Now, I can’t exactly condemn a slice of life route for not coming forth with a torrent of mind-blowing twists, since the genre isn’t about that. However, there is a way to portray mostly uneventful days while still telling a meaningful story with a powerful finale. Again, I have to point towards Aria, one of my all-time favorite anime series and a genuine masterpiece of the slice of life genre. OTChi Kocchi doesn’t quite do any of that: it tries, it definitely does, but many of its scenes end up being boring, and any semblance of drama (Rimu’s father and cousin) is quickly swept under the rug and resolved in a matter of seconds, only to conclude in an overly-convenient happy end that comes out of nowhere, to the point of making me wonder if it was all just a dream.
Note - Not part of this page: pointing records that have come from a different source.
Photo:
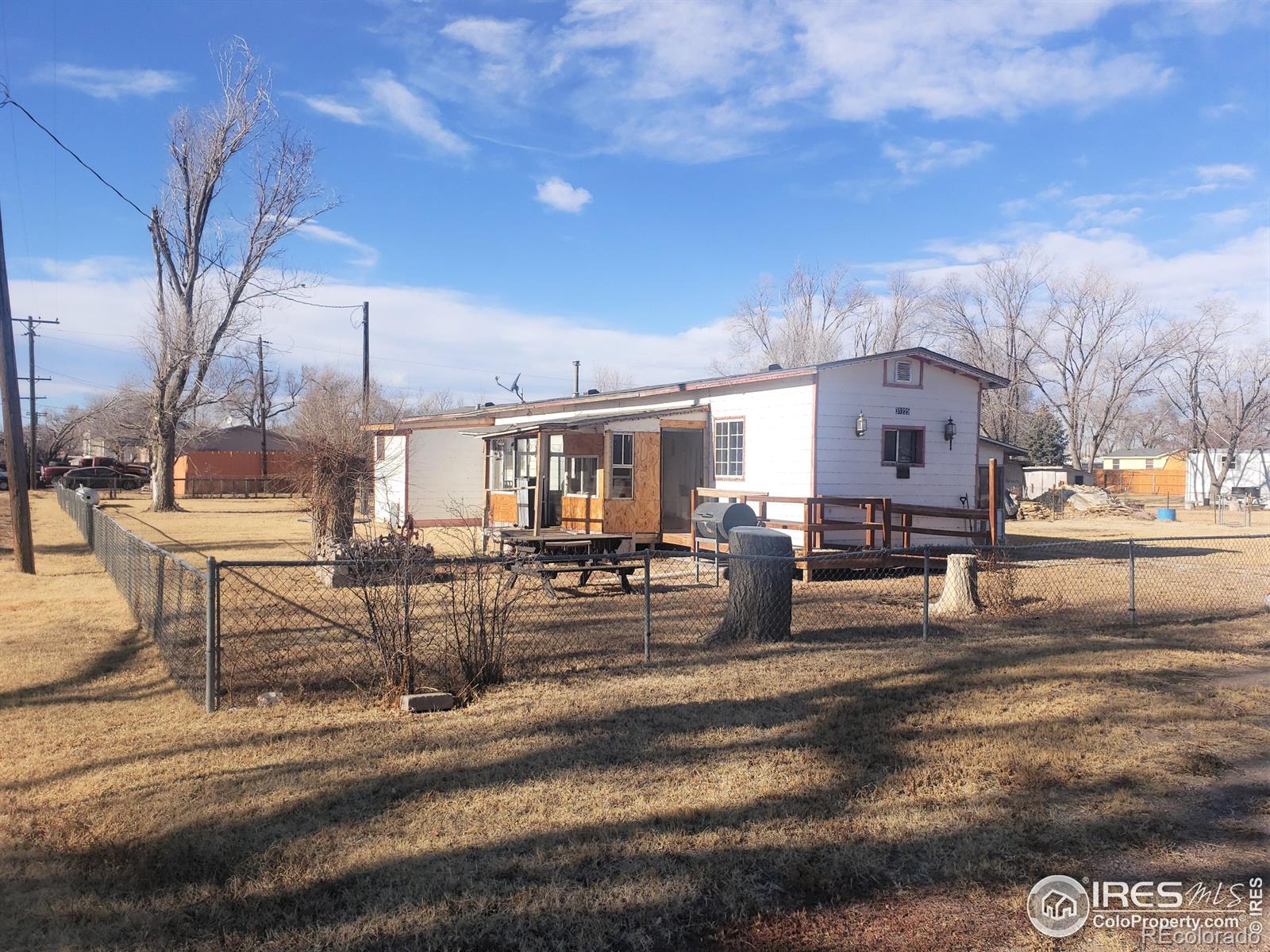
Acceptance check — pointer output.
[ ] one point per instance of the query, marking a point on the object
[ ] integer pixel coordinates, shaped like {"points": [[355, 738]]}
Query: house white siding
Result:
{"points": [[391, 479], [778, 452], [1250, 473], [446, 476], [852, 466]]}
By no means am I picking on romantic happy endings -hell, the finale of Kimi to Kanojo to Kanojo no Koi filled me with an immense feeling of joy and satisfaction-, but as far as execution is concerned, OTChi Kocchi falls short: the Rimu route in particular is completely run-of-the-mill and predictably simple. Well, let me rephrase that: its simplicity is not the most important issue, as simple stories can still be executed well. But the side characters lack charm, and the ending is without any sense of accomplishment. Simply put, it didn’t have much of an impact on me.
Although things take a fairly more interesting turn in Aoi’s and Aris’s routes, and I can sort of see the outlines of a larger story the making, the game didn’t quite convince me that I want to see more. I will mention, though, that aside from Rimu, Aoi was another character whose dialogue I had fun reading, and I’m for giving props when props are due. Additionally, the supernatural twist came as a pleasant surprise, and had my attention for a while. I was wondering where the narrative would go with it, as it had some level of potential.
In the end, however, it didn’t quite evolve into anything that would really blow me away, or even want me to pursue the story any further in potential future installments. In all honesty, Aoi’s route felt like a gender-swapped version of Twilight with bland Average Joe falling madly in love with Supergirl for superfluous reasons, and while Aoi’s playful personality was refreshing, the plot just couldn’t hold my interest, unfortunately. I had similar feelings about Aris’ route, its basic plot seemingly snatched straight out of a shounen manga, abruptly ending with an Epilogue that felt more like a Prologue for things to come. But much like in the case of the Aoi route (or even Atti’s path, dealing with a more serious subject matter compared to Rimu’s route), I didn’t find the story and its presentation gripping enough for me to really care about most of these characters.
While I see faint sparkles of ambition in OTChi Kocchi, it is sadly all overshadowed by its sheer mediocrity. With two exceptions, I simply did not care about the characters, and the plot did nothing to convince me otherwise. All in all, this is a competently written, but ultimately forgettable title that I could only (mildly) recommend to diehard fans of either romance or shounen/superpower – and even then, there are better options out there, both in visual novels and anime.